(XXV) perjuangan Ali

3.5K 418 88
                                    

Assalamu'alaikum para Sleaderta (My readers) Boleh enggak aku minta do'a dari kalian semoga aku cepat diberi kesembuhan? 5 yang hari lalu aku drop, dan malam ini kejadian lagi. Ini pula menghambat saya mengetik karena harus menahan rasa sakit yang kadang bisa menyerang. Aku juga berdo'a semoga kalian juga tetap diberi kesehatan.
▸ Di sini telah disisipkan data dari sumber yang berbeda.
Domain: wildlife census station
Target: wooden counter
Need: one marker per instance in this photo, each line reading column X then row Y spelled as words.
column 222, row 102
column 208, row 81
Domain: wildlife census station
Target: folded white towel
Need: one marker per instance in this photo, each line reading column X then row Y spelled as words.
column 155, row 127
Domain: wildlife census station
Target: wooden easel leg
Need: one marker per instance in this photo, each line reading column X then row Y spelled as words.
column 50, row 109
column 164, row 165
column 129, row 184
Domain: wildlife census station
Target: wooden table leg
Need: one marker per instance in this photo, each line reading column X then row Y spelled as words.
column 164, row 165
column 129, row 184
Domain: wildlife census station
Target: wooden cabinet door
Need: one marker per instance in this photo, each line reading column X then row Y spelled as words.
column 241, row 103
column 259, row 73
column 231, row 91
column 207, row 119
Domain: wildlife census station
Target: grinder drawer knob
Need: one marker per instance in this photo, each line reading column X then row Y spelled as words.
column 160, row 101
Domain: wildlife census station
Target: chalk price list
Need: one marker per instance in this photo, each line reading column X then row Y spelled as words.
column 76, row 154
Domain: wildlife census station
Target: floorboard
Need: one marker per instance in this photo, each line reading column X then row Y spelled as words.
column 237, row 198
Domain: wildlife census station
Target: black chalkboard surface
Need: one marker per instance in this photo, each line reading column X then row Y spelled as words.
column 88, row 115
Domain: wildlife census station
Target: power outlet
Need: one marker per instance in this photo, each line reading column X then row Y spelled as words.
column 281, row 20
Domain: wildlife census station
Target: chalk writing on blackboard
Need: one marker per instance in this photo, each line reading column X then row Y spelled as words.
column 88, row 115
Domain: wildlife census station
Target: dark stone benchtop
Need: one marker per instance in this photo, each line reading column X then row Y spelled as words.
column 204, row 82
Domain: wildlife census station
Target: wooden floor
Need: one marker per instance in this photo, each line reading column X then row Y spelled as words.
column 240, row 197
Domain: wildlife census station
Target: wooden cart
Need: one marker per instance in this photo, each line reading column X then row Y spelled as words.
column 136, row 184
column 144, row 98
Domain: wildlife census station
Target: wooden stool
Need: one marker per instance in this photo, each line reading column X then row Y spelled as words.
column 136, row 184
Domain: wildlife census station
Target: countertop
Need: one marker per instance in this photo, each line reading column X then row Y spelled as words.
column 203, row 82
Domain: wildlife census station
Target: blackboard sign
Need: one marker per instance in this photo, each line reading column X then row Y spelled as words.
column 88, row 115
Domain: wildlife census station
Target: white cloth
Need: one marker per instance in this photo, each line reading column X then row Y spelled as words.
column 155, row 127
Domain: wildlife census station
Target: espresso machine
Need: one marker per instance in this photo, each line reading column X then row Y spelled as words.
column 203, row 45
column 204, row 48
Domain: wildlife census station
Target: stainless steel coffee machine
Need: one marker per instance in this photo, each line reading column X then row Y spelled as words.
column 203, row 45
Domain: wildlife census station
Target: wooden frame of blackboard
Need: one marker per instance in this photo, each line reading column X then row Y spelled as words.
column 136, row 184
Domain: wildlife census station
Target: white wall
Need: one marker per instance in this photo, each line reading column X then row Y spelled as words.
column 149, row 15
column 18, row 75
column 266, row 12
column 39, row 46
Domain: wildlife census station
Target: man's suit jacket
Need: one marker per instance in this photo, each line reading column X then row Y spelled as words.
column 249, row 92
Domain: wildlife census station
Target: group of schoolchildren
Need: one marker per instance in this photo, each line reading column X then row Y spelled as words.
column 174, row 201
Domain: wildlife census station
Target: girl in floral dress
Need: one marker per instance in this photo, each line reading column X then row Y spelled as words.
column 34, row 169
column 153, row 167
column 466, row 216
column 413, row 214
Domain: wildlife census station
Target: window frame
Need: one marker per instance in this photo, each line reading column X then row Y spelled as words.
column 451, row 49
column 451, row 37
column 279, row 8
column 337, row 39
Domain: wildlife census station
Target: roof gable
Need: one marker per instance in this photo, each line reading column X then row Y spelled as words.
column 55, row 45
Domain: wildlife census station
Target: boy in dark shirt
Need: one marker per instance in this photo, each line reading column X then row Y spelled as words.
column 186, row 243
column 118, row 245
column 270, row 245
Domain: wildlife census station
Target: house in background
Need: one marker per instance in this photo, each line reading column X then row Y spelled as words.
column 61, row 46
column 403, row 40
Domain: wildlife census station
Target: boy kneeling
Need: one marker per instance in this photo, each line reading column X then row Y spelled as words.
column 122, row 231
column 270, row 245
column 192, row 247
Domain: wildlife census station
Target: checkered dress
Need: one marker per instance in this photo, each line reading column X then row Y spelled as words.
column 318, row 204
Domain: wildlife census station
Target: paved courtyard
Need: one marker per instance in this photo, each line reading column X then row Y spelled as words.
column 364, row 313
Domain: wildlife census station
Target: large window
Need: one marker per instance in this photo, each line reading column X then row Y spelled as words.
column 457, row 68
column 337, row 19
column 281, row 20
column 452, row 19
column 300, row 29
Aamiin.

✳️✳️✳️✳️✳️✳️✳️✳️✳️✳️✳️✳️✳️✳️

"Assalamu'alaikum ya Zahratii," Ali masuk ke dalam kamar inap yang do tempati oleh Prilly, sedang Prilly asik menonton sebuah tayangan film televisi.

"Wa'alaikumsalam," menyahut namun tidak mau menoleh padanya, membuat Ali hanya bisa tersenyum miris. Ia dimusuhi isrinya sendiri sekarang, Ali menggesek-gesek ke dua telapak tangannya kebingungan hendak berbicara apa.

"Kamu sudah makan?" tanya Ali yang mulai melangkah mendekati ranjang. Prilly menoleh sebentar kemudian kembali fokus pada televisi di depannya.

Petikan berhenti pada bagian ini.